Commemorative poster shows Turtle present at the creation and embodies a sacred story. The Oneidas’ version tells how the Earth was once covered with water until the Great Spirit sent his daughter down from the sky. As she fell, the water animals rushed to prepare a home for her, diving to retrieve bits of Earth from the bottom of the sea. They summoned Turtle and patted the soil over his shell. Dry land grew and formed the place where Sky Woman would live and give birth to twin spirits: good and evil. To this day, Turtle still holds the Earth on his back.

“A Native perspective is so tied to the land,” she said. “When you ask them who they are, they describe what’s around them.” She found herself working with conventionally educated architects—a clash of worlds. For starters, they wanted to plant tulips, that springtime staple of the National Mall. She told them tulips were not native—not even to the U.S.

“That was a new topic at the Mall,” she laughed. Along with her search for indigenous, unhybridized plants—at 11 different nurseries across the country—came her struggle to teach a different focus, an Indian focus: that we are not a transcendent species but a part of nature to which we bear responsibilities.

For their part, her colleagues had never had a project where the grounds were as important as the architecture. She persuaded them to orient the building entrance to the east—unlike its fellows, which open onto the Mall (north-south)—and to set prisms into the southern wall. These elements align with the solar calendar, solstices and equinoxes.

“We reflect our environment; our prayers are focused there. I decided to honor that,” House said. “Many people have gone extinct and this [museum] is in memory of those people.”

She introduced herself to the place by canoeing the Potomac and walking the site, “to let the landscape know I was there and to acknowledge all the different plants and animals who live around us.”

Donna House (Diné/Oneida) designed the grounds of the National Museum of the American Indian.
Donna House (Diné/Oneida) designed the grounds of the National Museum of the American Indian.

Around the museum now are four micro-habitats indigenous to the region: an upland hardwood forest, eastern meadowlands, traditional croplands and lowland freshwater wetlands. The wetlands rhyme with the site’s original marshy spots and the little-known Tiber Creek, which runs underground in the vicinity. “It’s still under there,” said House, and still flows into the Potomac.

Her plantings include native phlox, dogwood, bloodroot, willow and soft-stem bulrush, among 189 genera and 30,000 individual plants.
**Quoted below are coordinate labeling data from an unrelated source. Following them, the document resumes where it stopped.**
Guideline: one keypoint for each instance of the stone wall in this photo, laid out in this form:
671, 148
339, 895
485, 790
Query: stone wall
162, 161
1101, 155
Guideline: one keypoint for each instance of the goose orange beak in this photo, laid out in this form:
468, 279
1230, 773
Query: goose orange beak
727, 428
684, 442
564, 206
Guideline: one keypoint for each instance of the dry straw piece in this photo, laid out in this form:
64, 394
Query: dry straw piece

Vivid slides showed these beauties in close-up, as well as the sweep of the project in architectural drawings and ritual ceremonies.

Seeds and plants were blessed before being brought in and incorporated into the landscape.
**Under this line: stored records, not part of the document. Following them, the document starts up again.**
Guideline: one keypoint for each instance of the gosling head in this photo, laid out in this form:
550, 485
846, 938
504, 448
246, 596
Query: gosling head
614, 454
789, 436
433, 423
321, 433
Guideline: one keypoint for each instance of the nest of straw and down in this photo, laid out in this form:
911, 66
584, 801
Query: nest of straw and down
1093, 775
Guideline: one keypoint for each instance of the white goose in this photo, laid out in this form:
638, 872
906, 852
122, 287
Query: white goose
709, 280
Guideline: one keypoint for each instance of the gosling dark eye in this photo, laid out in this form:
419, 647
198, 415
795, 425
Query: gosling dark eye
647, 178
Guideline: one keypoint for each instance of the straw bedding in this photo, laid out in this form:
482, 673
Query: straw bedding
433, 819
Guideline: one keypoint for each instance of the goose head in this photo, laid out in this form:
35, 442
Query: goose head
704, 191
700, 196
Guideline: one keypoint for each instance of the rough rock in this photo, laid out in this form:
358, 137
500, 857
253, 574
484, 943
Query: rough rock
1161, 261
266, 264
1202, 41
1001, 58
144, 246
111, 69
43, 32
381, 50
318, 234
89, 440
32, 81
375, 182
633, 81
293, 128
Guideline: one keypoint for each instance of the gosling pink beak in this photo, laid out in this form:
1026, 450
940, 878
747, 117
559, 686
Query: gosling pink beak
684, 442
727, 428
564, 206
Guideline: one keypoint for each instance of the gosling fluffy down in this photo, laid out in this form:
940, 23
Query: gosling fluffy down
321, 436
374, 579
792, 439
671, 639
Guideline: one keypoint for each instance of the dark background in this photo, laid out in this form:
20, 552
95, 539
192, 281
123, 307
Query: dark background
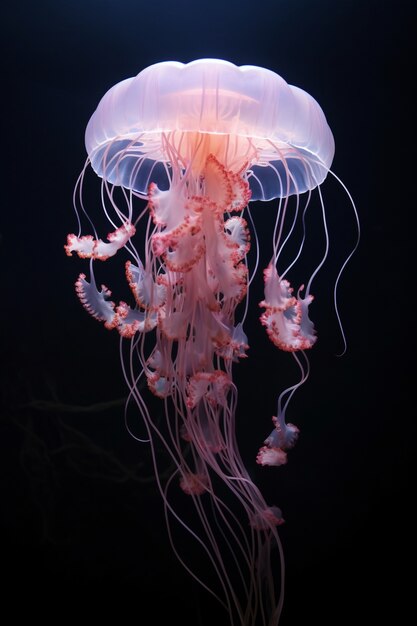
81, 519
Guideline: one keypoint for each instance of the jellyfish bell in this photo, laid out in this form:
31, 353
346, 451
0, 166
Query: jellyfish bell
175, 113
198, 142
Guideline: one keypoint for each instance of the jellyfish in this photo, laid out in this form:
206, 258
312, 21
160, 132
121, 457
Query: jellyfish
182, 150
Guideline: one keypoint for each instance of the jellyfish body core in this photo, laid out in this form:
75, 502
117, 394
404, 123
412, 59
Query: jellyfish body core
198, 142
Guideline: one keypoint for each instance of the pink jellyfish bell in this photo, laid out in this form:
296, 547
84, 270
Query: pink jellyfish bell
198, 141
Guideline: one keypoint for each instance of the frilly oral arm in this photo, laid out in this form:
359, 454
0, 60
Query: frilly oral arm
89, 248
Each item bore a particular meaning to diverse tribes across the Americas and all were donated or loaned from as far away as Québec, Chile and Hawaii. These included “Grandfather Rocks,” which are not seen as dead or inert.

“Boulders are very important,” she said. “We see them as people...we had to acknowledge this natural element as equal to us.”

And there was one more story, she told the audience.

“When talking to the commission about the boulders,” she said, she wondered how to explain the meaning of stones to people in suits. They had to give their approval and “were totally stone-faced,” she laughed. Then one simply took her off to a corner and, to her surprise, produced a small stone he’d been toting around in his pocket. Then another “suit” produced something cached in his pocket—he too, had a stone.